Example of implementation
<tickaroo-liveblog
id="ticker1"
liveblogId="5f47bdba2a03d3abfab3c607"
clientId="5c99e3358dce8c729e697547"
customerConsent="true">
</tickaroo-liveblog>
// Replace `cmp` with your own Consent Management Platform integration.
// getAllConsent() should return { providerName: boolean } pairs.
// saveConsent(vendor, granted) should persist the user's decision.
const liveblog = document.getElementById('ticker1');
// Pre-populate consent state once the liveblog is ready
liveblog.addEventListener('tickarooLiveblogInit', () => {
const allConsent = cmp.getAllConsent(); // { 'YouTube': true, 'X': false, ... }
for (const [vendor, granted] of Object.entries(allConsent)) {
liveblog.setConsent(vendor, granted);
}
});
// Forward user consent decisions to your CMP
liveblog.addEventListener('tickarooLiveblogCustomConsent', (event) => {
const { provider, consent } = event.detail;
cmp.saveConsent(provider, consent);
event.target.setConsent(provider, consent);
});
Supported Providers
The following provider keys are used as keys in webEmbedConstraints and are also the values received as event.detail.provider in the custom consent event.

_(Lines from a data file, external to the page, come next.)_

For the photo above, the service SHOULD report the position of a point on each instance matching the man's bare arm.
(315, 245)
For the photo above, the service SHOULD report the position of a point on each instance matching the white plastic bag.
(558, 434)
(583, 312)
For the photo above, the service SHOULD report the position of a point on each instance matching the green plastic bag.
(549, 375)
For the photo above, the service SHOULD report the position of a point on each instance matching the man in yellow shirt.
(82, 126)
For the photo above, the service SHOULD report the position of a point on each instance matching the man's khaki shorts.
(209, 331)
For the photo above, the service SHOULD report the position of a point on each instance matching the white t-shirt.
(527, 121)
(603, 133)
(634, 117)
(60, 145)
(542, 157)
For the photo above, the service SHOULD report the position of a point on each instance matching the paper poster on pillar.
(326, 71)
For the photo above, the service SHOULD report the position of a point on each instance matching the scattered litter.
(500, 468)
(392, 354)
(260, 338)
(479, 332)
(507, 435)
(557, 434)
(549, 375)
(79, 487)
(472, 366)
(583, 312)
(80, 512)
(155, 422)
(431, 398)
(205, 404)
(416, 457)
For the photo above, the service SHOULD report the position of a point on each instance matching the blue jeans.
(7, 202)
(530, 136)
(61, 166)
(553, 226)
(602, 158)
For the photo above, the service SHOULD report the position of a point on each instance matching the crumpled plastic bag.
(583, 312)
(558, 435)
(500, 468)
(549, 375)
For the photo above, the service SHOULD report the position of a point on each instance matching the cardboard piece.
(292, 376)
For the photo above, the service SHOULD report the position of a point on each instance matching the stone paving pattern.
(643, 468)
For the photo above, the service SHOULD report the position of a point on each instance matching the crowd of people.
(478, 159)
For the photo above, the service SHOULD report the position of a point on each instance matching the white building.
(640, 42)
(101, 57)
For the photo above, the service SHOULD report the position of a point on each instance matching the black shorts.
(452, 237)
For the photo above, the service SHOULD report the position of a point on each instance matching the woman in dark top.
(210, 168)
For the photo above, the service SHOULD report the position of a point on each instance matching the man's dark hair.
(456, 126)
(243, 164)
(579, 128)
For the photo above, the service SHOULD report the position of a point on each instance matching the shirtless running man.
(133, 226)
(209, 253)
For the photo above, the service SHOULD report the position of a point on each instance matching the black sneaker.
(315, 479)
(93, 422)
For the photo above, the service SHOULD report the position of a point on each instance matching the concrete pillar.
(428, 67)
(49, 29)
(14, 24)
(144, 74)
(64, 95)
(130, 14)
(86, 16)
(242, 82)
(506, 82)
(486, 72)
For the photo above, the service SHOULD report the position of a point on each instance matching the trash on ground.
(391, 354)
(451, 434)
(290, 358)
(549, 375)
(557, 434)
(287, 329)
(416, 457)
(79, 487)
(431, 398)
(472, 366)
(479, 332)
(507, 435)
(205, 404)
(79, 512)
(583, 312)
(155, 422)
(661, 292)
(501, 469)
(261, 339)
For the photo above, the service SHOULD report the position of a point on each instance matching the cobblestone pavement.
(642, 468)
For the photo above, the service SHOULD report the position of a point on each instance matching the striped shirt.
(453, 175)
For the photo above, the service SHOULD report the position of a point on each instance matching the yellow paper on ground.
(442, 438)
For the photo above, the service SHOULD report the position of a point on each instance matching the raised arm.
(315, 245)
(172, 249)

23degrees, agnoplay, apa-grafik, apester, audiorella, Bluesky, Brightcove, Datawrapper, dpa, dpa-addons, dpa-datawrapper, dpa-electionslive, dpa-faktencheck, dpa-sportslive, dpa-video, dpa-webgrafik, embed.nexx.cloud, Facebook, fanhub.keepup.com.au, flourish, Gfycat, Getty, glomex, Infogram, Instagram, Opinary, Opta, pinpoll, Rhetoric, SoundCloud, Sportdeutschland.TV, Spotify, strava, SZ, Telegram, TikTok, Truth Social, Vimeo, Website, X, YouTube
For generic iframes, use the domain of the iframe URL as the key. See Supported Third Party Embeds for embed code examples.